Major housing schemes approved, despite party political spat

The Queens Dock proposal

More than 450 residential units were approved by Liverpool City Council planning committee this morning (November 9) – despite a party political fall out over Section 106 payments.

The row erupted over proposals to create 257 new apartments within two eight-storey blocks on Liverpool’s waterfront.

An application, by Barings/Glenbrook, proposes the build-to-rent scheme, which would be made up of 81% one-bed apartments, with the rest two-bed units.

The site is on land adjacent to The Keel, a former HMRC office block which was previously converted to residential use.

Councillors welcomed the scheme, which would create communal green spaces for residents, and include photo-voltaic panels on the roof of both units, built in a brick style to complement the nearby warehousing on the riverfront.

However, before a vote could be taken on the proposal, Lib Dem councillor, Pat Maloney put forward an amendment regarding a diminished Section 106 payment the council had accepted from the developers.

Section 106 payments fund improvements to the general community in the vicinity of a scheme, such as green spaces, public parks or walkways.

The proposal should have delivered a Section 106 payment of £767,000, but the developer argued this would make the scheme unviable, and, after discussions, agreed to pay £149,000, instead.

Cllr Maloney’s amendment called for the full Section 106 payment to be paid, saying: “Christmas is coming early for developers.
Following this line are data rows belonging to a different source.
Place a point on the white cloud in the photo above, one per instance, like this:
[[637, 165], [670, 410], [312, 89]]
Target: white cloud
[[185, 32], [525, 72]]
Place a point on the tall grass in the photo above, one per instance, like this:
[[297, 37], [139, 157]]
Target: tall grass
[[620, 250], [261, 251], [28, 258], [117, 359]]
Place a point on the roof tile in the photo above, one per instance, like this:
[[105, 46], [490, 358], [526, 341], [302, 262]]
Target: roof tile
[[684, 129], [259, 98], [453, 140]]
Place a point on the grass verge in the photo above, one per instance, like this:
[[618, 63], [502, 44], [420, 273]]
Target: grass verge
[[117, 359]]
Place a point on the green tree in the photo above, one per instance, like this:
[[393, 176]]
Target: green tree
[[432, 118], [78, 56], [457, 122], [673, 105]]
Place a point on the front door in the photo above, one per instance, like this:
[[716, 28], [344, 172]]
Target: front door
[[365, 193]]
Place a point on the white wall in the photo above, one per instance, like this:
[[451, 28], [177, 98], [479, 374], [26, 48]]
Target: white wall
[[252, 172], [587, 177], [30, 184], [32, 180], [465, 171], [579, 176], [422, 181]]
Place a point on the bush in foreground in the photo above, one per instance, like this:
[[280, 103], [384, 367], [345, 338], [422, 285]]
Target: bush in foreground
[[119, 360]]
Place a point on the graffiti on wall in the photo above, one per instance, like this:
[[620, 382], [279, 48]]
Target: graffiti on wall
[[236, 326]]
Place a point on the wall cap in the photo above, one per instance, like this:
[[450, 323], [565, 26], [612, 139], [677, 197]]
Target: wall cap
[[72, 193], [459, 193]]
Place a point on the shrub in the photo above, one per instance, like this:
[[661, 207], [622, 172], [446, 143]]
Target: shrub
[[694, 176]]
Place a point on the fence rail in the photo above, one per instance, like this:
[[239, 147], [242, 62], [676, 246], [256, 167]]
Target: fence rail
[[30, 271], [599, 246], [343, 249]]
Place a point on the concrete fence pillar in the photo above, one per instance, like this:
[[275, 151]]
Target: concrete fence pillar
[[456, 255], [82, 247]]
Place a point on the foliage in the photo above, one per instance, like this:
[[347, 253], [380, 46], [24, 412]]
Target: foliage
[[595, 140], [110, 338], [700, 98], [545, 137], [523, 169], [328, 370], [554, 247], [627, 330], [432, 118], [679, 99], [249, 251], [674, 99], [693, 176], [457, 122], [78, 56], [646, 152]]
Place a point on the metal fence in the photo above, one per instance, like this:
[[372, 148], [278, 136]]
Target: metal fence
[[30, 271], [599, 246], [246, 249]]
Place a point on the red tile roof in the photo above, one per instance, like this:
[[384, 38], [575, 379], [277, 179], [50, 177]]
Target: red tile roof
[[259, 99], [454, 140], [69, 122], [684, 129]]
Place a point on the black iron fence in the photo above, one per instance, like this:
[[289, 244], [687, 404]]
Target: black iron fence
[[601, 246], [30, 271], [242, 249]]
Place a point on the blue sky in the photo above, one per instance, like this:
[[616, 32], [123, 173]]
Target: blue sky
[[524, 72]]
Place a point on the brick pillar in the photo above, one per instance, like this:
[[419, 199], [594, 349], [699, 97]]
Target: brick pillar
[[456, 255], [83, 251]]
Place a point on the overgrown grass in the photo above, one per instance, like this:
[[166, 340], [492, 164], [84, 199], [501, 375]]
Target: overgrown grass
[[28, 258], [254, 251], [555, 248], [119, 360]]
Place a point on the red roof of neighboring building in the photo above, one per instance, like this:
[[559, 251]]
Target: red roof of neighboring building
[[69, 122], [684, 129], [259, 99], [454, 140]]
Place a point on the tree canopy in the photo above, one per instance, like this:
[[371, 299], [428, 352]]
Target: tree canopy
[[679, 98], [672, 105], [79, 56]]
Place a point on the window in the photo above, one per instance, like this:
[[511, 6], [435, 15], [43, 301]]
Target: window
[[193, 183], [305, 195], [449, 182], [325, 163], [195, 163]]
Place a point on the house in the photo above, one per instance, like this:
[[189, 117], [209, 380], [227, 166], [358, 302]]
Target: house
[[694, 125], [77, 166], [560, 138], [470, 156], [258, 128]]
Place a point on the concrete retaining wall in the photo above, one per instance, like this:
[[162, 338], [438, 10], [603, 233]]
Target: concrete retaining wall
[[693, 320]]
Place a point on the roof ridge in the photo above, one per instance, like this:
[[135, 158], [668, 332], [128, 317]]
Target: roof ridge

It is not appropriate that the city should subsidise this development.”

But Labour councillor Joe Hanson, and his colleague and committee chair, Cllr Tony Concepcion, condemned the amendment, with Cllr Hanson accusing Cllr Maloney of “bringing politics into the proceedings”.

Cllr Concepcion added: “It is absolutely disgraceful the opposition party are using the planning process for political means.”

The amendment fell by seven votes to three. The original proposal was passed by seven votes, with two against and one abstention.

Another substantial housing scheme was passed unanimously.

Housing group Torus proposes to build a £30m “flagship scheme” that would deliver 195 units on a rent-to-buy basis, on Lightbody Street, in Kirkdale, close to the city centre and adjacent to the historical Stanley Dock area.

The land had been allocated for industrial purposes but has received a £7m Homes England grant to create the residential scheme on the banks of the Leeds-Liverpool Canal.

It aims to tap into the Mersey Heat Network power scheme currently being developed by Peel NRE, part of Manchester-based developer Peel L&P.

Plans include the demolition of vacant buildings and erection of three 6.5-storey blocks with two interlinked five-storey blocks comprising 70 one-bedroom apartments, 93 two-bedroom apartments and 22 three-bedroom apartments, with 10 townhouses.

Again, the issue of Section 106 payments was to the fore in the ensuing discussion.

The Lightbody Street proposals

The scheme would have generated £570,000 of income from the developer, but the council agreed to waive the payment on the grounds it would make the proposal unviable.

Cllr Hanson raised his concerns that the local community would miss out on a valuable contribution to local amenities.

But the developer, and the council’s planning officer, John Hayes, highlighted the public element included in the plans, such as a public square in front of nearby railway arches and a community space and landscaped area.

The proposal was passed unanimously by 10 votes.